US : écart de l’inflation à sa tendance-cible

On a là l’opposition de deux doctrines monétaires. En simplifiant à l’extrême, on dirait que l’une (Bundesbank) attribue un rôle passif à la politique monétaire. La banque centrale n’est là que pour éviter le dérapage des prix, de la monnaie et du crédit, mais non pour stabiliser le cycle de l’activité réelle. L’autre doctrine (prédominante à la BCE, la Fed, etc.) considère qu’une inflation trop basse est le symptôme d’une économie en sous-emploi et qu’il faut stimuler. Dans la mesure où la politique de la BCE est déjà très assouplie, cela explique les appels pressants pour une utilisation plus active des outils budgétaires. De quel côté penche Christine Lagarde ? Nous n’avons guère de doute qu’elle penche du côté de l’approche pragmatique plutôt que dogmatique.

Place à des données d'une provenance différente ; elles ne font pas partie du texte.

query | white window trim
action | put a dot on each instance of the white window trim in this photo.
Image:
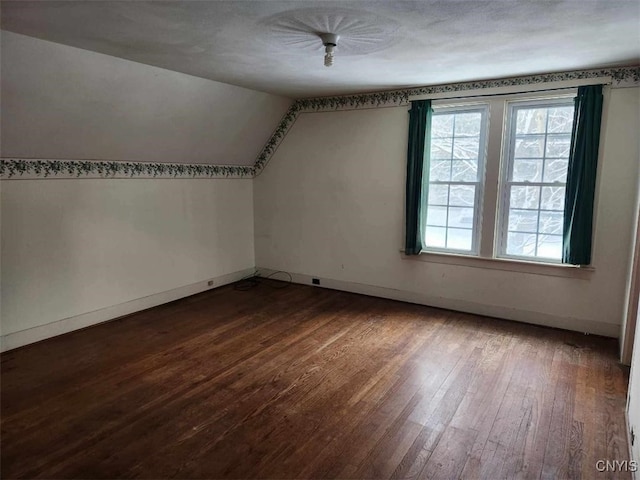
(457, 107)
(506, 168)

Les conclusions de la revue de stratégie ne sont pas prédéterminées mais, au vu de la masse des travaux académiques sur le rôle et la transmission de la politique monétaire, nous attendons que la BCE confirme qu’elle vise bien une inflation à 2% (et non pas moins) et qu’elle est prête à tolérer une inflation supérieure dès lors que la stabilité financière n’est pas à risque. Cela viendrait valider a posteriori de toutes les actions prises par le Conseil des Gouverneurs au cours du mandat de Draghi et cela diminuerait le risque d’un resserrement prématuré de la politique monétaire.

 

Sources : Eurostat, European Commission, Thomson Reuters, Oddo BHF Securities


1. Arioli & al. (2017), “EU consumers’ quantitative inflation perceptions and expectations:an evaluation”, ECB occasional paper. Une partie de l’erreur peut être imputée à la manière de conduire l’enquête, mais il apparaît bien des biais de perception selon le sexe, le niveau de revenu et l’éducation.
2. Ahnert & Kenny (2004), “Quality adjustment of European price statistics and the role of hedonics”, ECB occasional paper. Aux Etats-Unis, une commission du Sénat (la commission Boskin) avait en 1994 examiné les biais pouvant affecter la mesure de l’inflation. À l’époque, la conclusion était que l’inflation était surestimée car prenant mal en compte la montée en gamme des produits.
3. European Commission (2018), “Report on the suitability of the owner-occupied housing (OOH) price index for integration into the harmonised index of consumer prices (HICP) coverage”.
4. Lalliard & al. (2020), “Changes in per capita property purchasing power in the euro area”, Banque de France blogpost.
5. A la création de la BCE, le « pilier monétaire » était primordial et consistait à surveiller l’évolution de l’agrégat M3. Lors de la revue de stratégie 2003, ce pilier a été rétrogradé au second plan, et en pratique, il n’est plus utilisé.